Gordhan vows to 're-capture' state-owned companies

Public Enterprises minister, Pravin Gordhan. Source: World Bank

Public Enterprises minister Pravin Gordhan on Tuesday said he would work to "re-capture" South Africa's debt-laded state-owned companies after years in which they had been milked of billions of rands by politically connected businessmen.

"We will work to 're-capture' the state-owned companies, putting in place strong and ethical boards, re-establishing good governance. We will ensure that the companies function in line with their mandates, and halt the vicious looting and theft," he said in his department's budget vote speech, in a word play on state capture, shorthand for corruption linked to mainly the Gupta family.

Gordhan said he planned to ensure parastatals had competent management teams and viable business plans and were re-orientated to their core functions, which included providing critical infrastructure and creating much-needed jobs.

"Improvements in operational performance, and engendering confidence among lenders and the bond market is critical," he added.

Gordhan said that government would seek to recover public money lost to corruption but conceded that the companies' borrowing capacity had been weakened and they would need further funding from the state's coffers. 

"Unfortunately, during my short time in this office, it has become evident that several of the state-owned companies will not be able to trade and borrow their way out of their financial difficulties and some funding will be required from government."

Turning to individual companies, Gordhan said the power utility had been brought to the "brink of collapse through state capture", facilitated by a compromised board.

He said the new board, appointed in January, would seek to root out corruption and hand cases of wrongdoing over for prosecution.

A whistle blowing facility has led to the investigation of 250 cases, and in 42 of those corruption, fraud and irregularity were confirmed.

He said lifestyle audits of employees had begun and this process would be finalised by the end of July. Lifestyle audits have commenced and the process is projected to be finalised by the end of July.

The minister said Eskom had gradually showed signs of returning to stability. 

"There has been a positive change in investor sentiment and increased appetite for Eskom bonds. The company raised R43 billion between January and March 2018, providing sufficient liquidity for the company.

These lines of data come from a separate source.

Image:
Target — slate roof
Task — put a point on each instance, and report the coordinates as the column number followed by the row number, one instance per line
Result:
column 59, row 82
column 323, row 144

This has allowed Eskom to recommence with its normal borrowing activities with the aim of securing a total of R72 billion over the 2018/19 financial year to enable ongoing implementation of its investment programme," he said.

"Whilst it is still too early to celebrate the full re-capture of this institution, the experience shows how, under the leadership of a committed board and executive management team who take decisive action, confidence and staff morale can quickly be re-established. But much still needs to be done."

He had harsh words for the state of Transnet, where he appointed a new interim board on Monday, headed by African National Congress (ANC) veteran and former chairman of the Passenger Rail Agency of South Africa, Popo Molefe.

"At Transnet, governance structures were repurposed to enable corruption and rent-seeking," he said. 

"There is evidence that contracts were awarded to people with close links to some of the Transnet officials; there were clear conflicts of interest. The directors of Transnet as well as senior executives were derelict in their duties and there were regular violations of the Public Finance Management Act, Companies Act and the Prevention of Corruption and Criminal Activities Act."

He said Transnet was critical to growing the economy and much more needed to be done to improve the efficiency of the freight rail entity.

At both Transnet and arms manufacturer Denel, Gordhan said, new boards had been instructed to act on the findings of investigations to seek to undo corruption that flourished under weak boards.